Posts Tagged ‘TV’
To the three score lawyers who took to Facebook last Tuesday to condemn the verdict in the Casey Anthony trial, Carl Hiassen wants to talk to you.
“Of COURSE we believe those things.”
Please, Mr. Obama, use sarcasm like this more often. Thanks.
“He was so vile”
This Bronson Pinchot interview has circulated over the interwebs the last few days. The former star of “Perfect Strangers” dishes on the continuing mystery of Tom Cruise’s sexuality and the public manifestations thereof, and the meanness of Denzel Washington (“Denzel Washington cured me forever of thinking that there is any amount of money or anything that could ever, ever make it okay to be abused. The script supervisor on [Courage Under Fire] said it’s like watching somebody kick a puppy. He was so vile.”). Who cares if any of it is true?

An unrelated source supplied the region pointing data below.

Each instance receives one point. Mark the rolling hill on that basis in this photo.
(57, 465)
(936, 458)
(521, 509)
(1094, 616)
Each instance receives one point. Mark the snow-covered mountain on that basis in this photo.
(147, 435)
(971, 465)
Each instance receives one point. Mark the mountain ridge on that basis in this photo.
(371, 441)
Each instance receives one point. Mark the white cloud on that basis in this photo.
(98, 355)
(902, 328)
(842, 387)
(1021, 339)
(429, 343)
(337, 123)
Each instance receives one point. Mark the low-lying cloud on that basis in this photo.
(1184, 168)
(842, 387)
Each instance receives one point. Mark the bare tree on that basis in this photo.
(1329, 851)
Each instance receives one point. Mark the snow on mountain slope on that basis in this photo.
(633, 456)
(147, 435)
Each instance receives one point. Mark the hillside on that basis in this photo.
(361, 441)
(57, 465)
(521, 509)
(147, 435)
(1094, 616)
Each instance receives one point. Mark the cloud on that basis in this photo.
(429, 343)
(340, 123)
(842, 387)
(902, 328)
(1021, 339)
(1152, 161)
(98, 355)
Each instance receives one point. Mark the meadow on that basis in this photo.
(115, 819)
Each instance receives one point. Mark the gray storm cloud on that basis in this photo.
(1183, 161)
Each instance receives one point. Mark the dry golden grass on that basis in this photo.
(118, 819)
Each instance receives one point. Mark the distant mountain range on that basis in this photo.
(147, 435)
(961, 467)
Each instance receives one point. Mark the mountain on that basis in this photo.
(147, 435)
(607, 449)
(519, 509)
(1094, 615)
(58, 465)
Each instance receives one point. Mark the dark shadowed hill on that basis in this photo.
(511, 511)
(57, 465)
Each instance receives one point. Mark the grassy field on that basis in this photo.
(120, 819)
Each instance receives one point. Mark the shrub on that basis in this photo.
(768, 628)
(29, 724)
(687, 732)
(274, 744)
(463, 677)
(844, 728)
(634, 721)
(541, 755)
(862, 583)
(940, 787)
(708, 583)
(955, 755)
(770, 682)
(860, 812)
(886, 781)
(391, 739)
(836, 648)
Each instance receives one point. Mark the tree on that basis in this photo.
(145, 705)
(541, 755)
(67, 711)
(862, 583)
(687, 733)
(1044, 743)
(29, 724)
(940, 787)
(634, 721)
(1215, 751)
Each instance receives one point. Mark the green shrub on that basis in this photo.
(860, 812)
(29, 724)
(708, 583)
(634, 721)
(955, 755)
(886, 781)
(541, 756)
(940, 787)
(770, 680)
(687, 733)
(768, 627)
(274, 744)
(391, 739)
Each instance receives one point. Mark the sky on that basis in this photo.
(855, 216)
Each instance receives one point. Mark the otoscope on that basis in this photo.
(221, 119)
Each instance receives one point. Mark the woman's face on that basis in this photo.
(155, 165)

Oh, he thinks Tom Hanks is a peach of a fellow.
Fox and his friends

Yesterday morning, consulting “Family Ties” episodes on Netflix (don’t ask), I apparently added a disc to my queue by mistake, so I spent the evening watching one disc from the show’s 1985-1986 season: the one in which Alex P. Keaton (Michael J. Fox) meets Ellen (real-life wife Tracy Pollan), thus introducing the world to Billy Vera and the Beaters’ early ’87 #1 hit “At This Moment.” It’s totally fascinating. From fourth to seventh grade, Fox was the most popular pin-up idol in elementary school. And the Keaton character’s smart-aleck Reaganism transcended gender: lots of my male friends went through the motions of protesting when girls insisted on watching Teen Wolf and The Secret of My Success. Hard to believe that the show’s producers intended Meredith Baxter Birney and Michael Gross to be the leads until Fox’s popularity early in its run forced them to write the show around him. As for the other Keaton siblings, Justine Bateman’s dense Mallory still inspires lovelorn eye rolls (no way is she hotter than “The Cosby Show”‘s Lisa Bonet though), while Tina Yothers as tomboy Jen is your typical blond wise ass middle child.
Watching the show for the first time in twenty years, Fox’s work still holds up. It’s not so much that his demerits — squeaky voice, height, and curious Canadian asexuality — actually work in his favor; he’s so weird yet approachable that they’re insignificant. He also has an infallible instinct for the blank double take or the infinitesimal hesitation before a punch line (Bill Cosby’s Heathcliff Huxtable wasn’t too goody-goody to project a faint air of contempt for the children on the other end). It’s a good thing, for without him the show’s rickety structure lacks the anything-goes spontaneity, real or feigned, that any of the Huxtable children (or the Huxtable parents, those horndogs) threatened to unleash at any minute.